20 June 2014

My Find Becomes Someone Else's Treasure

In an earlier post, I boasted of my curbside find of  a pair of Hondo/LeFol-style hammered fenders with a randonneur-style rack while riding along Kent Avenue in Brooklyn.




I really liked the look of them, and the quality seemed decent.  However, I wondered how useful that sort of rack would be to me.  And my research shows me that the fenders and rack are actually original equipment from an Electra Ticino bike.  




I don't mean to disparage their quality:  I have never used any of the company's products.  They might well be perfectly good:  After all, people rave about the bikes.
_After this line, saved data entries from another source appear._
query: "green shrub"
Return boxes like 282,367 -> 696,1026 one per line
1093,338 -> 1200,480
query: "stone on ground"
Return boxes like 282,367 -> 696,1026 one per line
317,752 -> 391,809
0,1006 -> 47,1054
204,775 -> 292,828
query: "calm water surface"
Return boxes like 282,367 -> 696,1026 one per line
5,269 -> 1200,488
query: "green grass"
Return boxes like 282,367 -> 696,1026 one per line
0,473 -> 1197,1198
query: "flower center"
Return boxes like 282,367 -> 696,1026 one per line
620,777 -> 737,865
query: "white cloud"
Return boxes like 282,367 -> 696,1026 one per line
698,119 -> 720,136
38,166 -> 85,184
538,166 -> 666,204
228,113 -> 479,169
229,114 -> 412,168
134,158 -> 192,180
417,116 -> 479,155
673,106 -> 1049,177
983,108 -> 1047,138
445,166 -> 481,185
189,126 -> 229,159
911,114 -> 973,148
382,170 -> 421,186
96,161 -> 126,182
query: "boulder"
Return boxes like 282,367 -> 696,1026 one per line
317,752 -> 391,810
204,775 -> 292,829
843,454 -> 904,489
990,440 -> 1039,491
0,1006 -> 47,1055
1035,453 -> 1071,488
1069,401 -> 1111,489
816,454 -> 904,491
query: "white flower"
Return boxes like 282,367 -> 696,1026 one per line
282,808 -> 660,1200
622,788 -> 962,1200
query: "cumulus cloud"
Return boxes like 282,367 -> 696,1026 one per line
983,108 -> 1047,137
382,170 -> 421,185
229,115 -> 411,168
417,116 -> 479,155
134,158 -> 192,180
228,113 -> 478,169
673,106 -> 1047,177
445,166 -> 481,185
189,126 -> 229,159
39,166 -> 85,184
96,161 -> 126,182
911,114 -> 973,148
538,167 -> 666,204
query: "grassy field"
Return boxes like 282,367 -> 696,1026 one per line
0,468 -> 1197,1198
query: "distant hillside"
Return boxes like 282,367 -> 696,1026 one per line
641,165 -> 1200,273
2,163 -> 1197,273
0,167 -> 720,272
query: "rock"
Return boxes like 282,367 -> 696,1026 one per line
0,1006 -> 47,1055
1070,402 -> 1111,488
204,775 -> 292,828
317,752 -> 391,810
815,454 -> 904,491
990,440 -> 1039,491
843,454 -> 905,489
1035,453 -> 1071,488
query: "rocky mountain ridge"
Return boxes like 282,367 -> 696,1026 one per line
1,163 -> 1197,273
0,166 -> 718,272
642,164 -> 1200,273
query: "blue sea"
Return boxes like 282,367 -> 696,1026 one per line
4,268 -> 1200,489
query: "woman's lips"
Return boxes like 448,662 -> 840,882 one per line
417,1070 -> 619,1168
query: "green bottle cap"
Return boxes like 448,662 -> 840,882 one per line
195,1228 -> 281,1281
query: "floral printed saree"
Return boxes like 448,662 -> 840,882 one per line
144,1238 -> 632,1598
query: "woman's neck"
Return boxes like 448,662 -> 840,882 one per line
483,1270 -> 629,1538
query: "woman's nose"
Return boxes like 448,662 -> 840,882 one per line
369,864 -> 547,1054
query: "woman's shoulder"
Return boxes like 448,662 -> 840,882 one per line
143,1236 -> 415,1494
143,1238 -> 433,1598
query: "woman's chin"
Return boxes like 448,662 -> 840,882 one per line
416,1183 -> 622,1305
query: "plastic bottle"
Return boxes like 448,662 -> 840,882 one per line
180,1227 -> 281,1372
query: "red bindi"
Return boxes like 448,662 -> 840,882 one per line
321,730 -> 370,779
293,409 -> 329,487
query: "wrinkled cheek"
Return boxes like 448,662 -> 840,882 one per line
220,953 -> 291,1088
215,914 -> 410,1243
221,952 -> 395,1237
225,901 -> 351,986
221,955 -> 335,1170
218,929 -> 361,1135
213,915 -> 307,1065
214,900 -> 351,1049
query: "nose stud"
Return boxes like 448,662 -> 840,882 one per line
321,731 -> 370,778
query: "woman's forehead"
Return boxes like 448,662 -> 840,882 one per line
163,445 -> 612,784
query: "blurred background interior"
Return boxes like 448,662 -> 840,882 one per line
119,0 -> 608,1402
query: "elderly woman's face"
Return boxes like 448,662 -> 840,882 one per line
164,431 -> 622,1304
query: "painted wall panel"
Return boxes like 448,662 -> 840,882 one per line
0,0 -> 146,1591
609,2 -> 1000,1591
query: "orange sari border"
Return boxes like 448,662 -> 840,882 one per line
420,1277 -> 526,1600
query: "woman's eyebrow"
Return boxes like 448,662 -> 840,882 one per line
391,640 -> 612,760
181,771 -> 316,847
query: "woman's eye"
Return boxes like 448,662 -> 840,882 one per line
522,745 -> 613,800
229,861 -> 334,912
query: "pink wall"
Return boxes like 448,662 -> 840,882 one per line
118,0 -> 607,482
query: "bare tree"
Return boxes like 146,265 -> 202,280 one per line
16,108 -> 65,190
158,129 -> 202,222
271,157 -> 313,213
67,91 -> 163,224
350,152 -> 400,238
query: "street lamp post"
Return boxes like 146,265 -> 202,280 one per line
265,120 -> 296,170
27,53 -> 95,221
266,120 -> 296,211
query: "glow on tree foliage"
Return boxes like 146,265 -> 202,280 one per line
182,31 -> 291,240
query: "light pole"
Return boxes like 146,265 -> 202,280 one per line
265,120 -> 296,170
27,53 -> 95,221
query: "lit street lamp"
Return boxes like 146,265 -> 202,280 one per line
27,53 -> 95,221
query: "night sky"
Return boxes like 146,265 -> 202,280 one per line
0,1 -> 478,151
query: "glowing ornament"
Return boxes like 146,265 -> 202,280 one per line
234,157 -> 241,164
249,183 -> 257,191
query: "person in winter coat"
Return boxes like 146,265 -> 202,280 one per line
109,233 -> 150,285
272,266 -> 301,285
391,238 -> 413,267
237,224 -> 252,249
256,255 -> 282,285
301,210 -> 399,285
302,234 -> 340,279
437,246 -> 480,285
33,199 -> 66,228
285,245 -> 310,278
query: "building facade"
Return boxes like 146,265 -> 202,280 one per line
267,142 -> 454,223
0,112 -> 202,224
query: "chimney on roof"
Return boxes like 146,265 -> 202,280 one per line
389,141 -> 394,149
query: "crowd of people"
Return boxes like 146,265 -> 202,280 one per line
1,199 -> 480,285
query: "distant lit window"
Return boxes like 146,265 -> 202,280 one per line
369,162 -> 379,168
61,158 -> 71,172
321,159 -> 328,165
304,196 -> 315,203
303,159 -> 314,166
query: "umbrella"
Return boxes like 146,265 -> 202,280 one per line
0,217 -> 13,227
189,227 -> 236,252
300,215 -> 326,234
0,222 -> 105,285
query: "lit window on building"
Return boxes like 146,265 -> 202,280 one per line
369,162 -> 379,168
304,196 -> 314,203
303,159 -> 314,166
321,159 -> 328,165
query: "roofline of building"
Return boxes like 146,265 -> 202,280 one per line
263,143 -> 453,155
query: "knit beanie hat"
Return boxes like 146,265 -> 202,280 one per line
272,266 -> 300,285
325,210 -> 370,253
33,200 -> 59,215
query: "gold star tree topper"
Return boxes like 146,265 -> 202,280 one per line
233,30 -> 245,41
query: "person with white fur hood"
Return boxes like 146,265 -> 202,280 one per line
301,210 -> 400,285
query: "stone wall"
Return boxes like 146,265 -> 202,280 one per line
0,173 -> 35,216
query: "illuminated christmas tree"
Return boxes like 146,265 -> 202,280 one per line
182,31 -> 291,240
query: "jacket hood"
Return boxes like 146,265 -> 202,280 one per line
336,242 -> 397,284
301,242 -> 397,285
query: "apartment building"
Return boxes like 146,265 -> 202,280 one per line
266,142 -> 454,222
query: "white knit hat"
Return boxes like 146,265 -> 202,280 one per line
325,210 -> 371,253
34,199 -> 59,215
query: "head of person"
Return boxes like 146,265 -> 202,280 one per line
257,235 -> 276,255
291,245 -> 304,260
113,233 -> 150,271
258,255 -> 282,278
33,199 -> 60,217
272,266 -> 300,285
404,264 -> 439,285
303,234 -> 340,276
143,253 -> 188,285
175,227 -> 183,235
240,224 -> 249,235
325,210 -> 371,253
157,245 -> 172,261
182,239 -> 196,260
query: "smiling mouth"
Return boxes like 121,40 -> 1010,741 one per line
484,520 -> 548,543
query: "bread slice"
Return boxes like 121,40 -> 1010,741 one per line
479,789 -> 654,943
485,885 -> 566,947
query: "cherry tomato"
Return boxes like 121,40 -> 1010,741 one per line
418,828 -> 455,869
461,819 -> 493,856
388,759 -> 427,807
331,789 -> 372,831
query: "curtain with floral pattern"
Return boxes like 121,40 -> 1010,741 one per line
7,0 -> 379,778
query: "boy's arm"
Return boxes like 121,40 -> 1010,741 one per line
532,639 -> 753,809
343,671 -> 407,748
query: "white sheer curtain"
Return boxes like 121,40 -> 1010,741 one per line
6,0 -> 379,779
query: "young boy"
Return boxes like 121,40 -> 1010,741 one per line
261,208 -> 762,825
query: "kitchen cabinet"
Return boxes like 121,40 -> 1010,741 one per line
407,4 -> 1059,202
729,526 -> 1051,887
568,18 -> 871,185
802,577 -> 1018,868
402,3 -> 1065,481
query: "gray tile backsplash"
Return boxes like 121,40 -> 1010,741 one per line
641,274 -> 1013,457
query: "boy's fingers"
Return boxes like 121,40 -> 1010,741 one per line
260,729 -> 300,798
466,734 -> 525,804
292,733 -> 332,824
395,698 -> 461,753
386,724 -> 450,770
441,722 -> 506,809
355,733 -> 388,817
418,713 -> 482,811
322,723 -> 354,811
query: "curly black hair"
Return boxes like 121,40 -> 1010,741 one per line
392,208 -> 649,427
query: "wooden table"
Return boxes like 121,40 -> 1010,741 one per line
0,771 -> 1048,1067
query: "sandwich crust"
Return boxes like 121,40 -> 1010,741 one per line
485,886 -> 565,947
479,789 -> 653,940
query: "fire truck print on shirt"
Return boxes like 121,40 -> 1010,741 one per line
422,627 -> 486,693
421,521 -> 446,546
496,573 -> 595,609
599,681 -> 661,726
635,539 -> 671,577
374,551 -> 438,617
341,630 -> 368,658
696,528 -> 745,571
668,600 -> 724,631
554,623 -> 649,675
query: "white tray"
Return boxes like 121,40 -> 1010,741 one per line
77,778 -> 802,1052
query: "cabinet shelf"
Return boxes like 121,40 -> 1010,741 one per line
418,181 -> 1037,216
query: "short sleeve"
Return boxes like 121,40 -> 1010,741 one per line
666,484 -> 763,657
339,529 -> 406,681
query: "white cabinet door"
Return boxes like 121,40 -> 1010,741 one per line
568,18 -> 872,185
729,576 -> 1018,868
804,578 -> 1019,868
Still, I have to wonder whether using them to replace VOs would actually constitute an upgrade.  If I ever switch fenders on Helene or Vera, I think I'd want Honjos

But a cursory glance showed me that the way the mounting holes were drilled, the rack would not sit level on any of my bikes unless I drilled another mounting hole.  That would mean plugging the original drilling.  It's not only an aethetic matter:  Whatever is used to plug up the original hole will evenutally pop out and have to be replaced.  Also, if the plug is not airtight, it will never be as good as the material that was drilled out of the fender.

And, all right, I'll admit:  I'm just too lazy to change the fenders on my bikes.  So I took my fortuitous find to Recycle-A-Bicycle, who were only too happy to take them.

19 June 2014

What Kinds Of Choices Are These?

Be forewarned:  I'm going to whine in this post.  So, if you'd rather read, or simply do, something else (e.g., ride your bike), I understand.

Here goes:  I had to use up some airline miles by the other day.  I didn't have enough to get a ticket:  Indeed, the last long flight I took was to Prague nearly three years ago.  And I didn't have enough for much of anything else.  Hey, they said I didn't even have enough to donate to charity!


But the airline group (Delta) offered me magazine subscriptions.  Wouldn't you know it?  There wasn't a single cycling-related publication on the list.  Nor anything having to do with poetry or literature in any other shape or form.  Or history. Or art.  Or France, Italy or England. The only travel-related publication caters to gazillionaires.


No Atlantic Monthly.  No Harper's Bazaar.  No Paris Review.  And no New York Review of Books.


So what kinds of magazines were offered?  Cigar Aficianado.  (I have smoked exactly two cigars in my life and don't plan on smoking another. )  Wine Spectator. How, exactly, does one become a "wine spectator"?  Now, I've known a lot of whine (actually, whining) spectators in my time and have been one more often than I care to admit.  There were also magazines about parenting and other things I've never done and probably never will do.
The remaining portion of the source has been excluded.